Сладкий грех. Падение
Шрифт:
— Нет, прошу. Не надо лезть в мою душу. Не так я себе представляла этот день. Не так. И я не собираюсь с тобой ссориться, Слэйн. Ты не любишь, когда люди видят твоих эмоций. Я не люблю, когда люди видят мои слабости. Я ненавижу это. Поэтому сделаем вид, что всё в порядке. Наша договорённость не включает в себя разговоры по душам каждый раз, — отрезаю я и тащу на стол поднос. Я ударяю им по столу и возвращаюсь за чайником.
— На самом деле включает. Суть двадцати одного дня в том, чтобы всё было по-настоящему, — замечает
— Окей. Хочешь по-настоящему? Вот тебе, — показываю ему средний палец. — И вот ещё одно по-настоящему, — показываю второй средний палец. — Достаточно? Или ещё хочешь обсудить что-то?
— Почему ты так злишься, Энрика? Я не понимаю.
— Потому что, — фыркаю я, плюхаясь на стул.
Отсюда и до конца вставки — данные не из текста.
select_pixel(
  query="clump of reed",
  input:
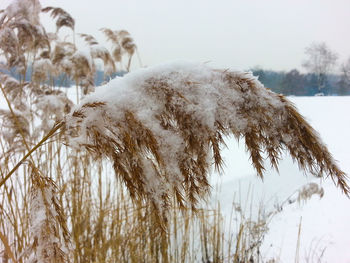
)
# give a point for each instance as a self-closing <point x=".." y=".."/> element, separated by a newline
<point x="62" y="205"/>
<point x="163" y="146"/>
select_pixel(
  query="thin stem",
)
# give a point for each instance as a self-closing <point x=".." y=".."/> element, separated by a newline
<point x="44" y="139"/>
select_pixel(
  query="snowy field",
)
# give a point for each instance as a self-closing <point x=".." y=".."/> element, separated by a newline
<point x="325" y="227"/>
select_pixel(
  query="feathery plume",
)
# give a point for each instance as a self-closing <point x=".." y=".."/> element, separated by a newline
<point x="163" y="127"/>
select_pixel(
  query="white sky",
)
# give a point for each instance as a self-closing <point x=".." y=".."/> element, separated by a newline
<point x="236" y="34"/>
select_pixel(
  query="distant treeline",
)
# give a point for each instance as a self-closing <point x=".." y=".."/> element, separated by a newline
<point x="287" y="83"/>
<point x="63" y="81"/>
<point x="299" y="84"/>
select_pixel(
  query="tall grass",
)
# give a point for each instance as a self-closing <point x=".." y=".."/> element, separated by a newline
<point x="59" y="204"/>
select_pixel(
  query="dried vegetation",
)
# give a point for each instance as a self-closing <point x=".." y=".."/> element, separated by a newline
<point x="60" y="204"/>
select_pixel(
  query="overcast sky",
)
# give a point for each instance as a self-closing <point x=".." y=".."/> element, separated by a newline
<point x="236" y="34"/>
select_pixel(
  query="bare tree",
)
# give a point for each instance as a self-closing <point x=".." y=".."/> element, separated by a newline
<point x="321" y="59"/>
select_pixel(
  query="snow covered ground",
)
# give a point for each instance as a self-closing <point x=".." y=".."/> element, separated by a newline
<point x="325" y="223"/>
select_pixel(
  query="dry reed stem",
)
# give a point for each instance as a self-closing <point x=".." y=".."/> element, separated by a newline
<point x="268" y="122"/>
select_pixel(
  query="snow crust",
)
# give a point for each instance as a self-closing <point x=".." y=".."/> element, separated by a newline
<point x="325" y="224"/>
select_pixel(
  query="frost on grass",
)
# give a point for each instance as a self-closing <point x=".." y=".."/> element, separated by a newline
<point x="163" y="128"/>
<point x="50" y="241"/>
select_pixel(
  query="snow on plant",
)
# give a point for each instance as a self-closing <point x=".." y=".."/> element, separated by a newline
<point x="164" y="127"/>
<point x="48" y="241"/>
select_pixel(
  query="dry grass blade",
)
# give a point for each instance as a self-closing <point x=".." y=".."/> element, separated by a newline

Слэйн садится, как чёртов аристократ. Меня бесит это. Бесит, что я не подхожу ему. Что он будет с другой. Что он не мой. Что всё это дерьмо собачье. Всё это грёбаная ложь!
— Скажи мне, — требует он.
Глубоко вздыхаю и зло смотрю на него.
— Это мои дела, не твои. Это моя свобода, не твоя. И дело в том, что ты связал меня, прекрасно зная, что я ненавижу это, — рычу я.
— Это ложь.
— Нет, — ударяю ладонью по столу.
— Ты очень психуешь из-за чего-то другого. Ты злишься на себя, а говоришь, что я в чём-то виноват. Наручники здесь ни при чём.
— Да пошёл ты на хрен, Слэйн! — Кричу я, подскакивая со стула.
— Сядь, — равнодушный голос меня выводит из себя. Ненавижу его.
— Иди в задницу, — шипя, вылетаю из-за стола и громко топаю к лестнице.
— Энрика, немедленно вернись.
— Иди на хрен.
— Энрика.
— На хрен!
Я хлопаю дверью в спальне и жмурюсь от того, как меня трясёт. Я не знаю, что такое со мной. Я веду себя снова безобразно. Господи, да что такое? Да, я могу ревновать его. Да, я мечтаю о большем. Да, я влюбилась. Но почему я веду себя так отвратно?
Дверь в спальню открывается и на пороге стоит Слэйн.
— Или я привяжу тебя и буду снова изводить, чтобы добиться правды. Или ты мне говоришь сама, — ставит условие он.
— Только рискни, я уйду отсюда.
— Если ты будешь привязана, то никуда не уйдёшь.
— Тогда я сейчас же уйду. Не приближайся ко мне! Слэйн, стой на месте! — Я визжу и запрыгиваю на кровать. Но он наступает на меня. Он забирается на кровать, а я спрыгиваю с неё.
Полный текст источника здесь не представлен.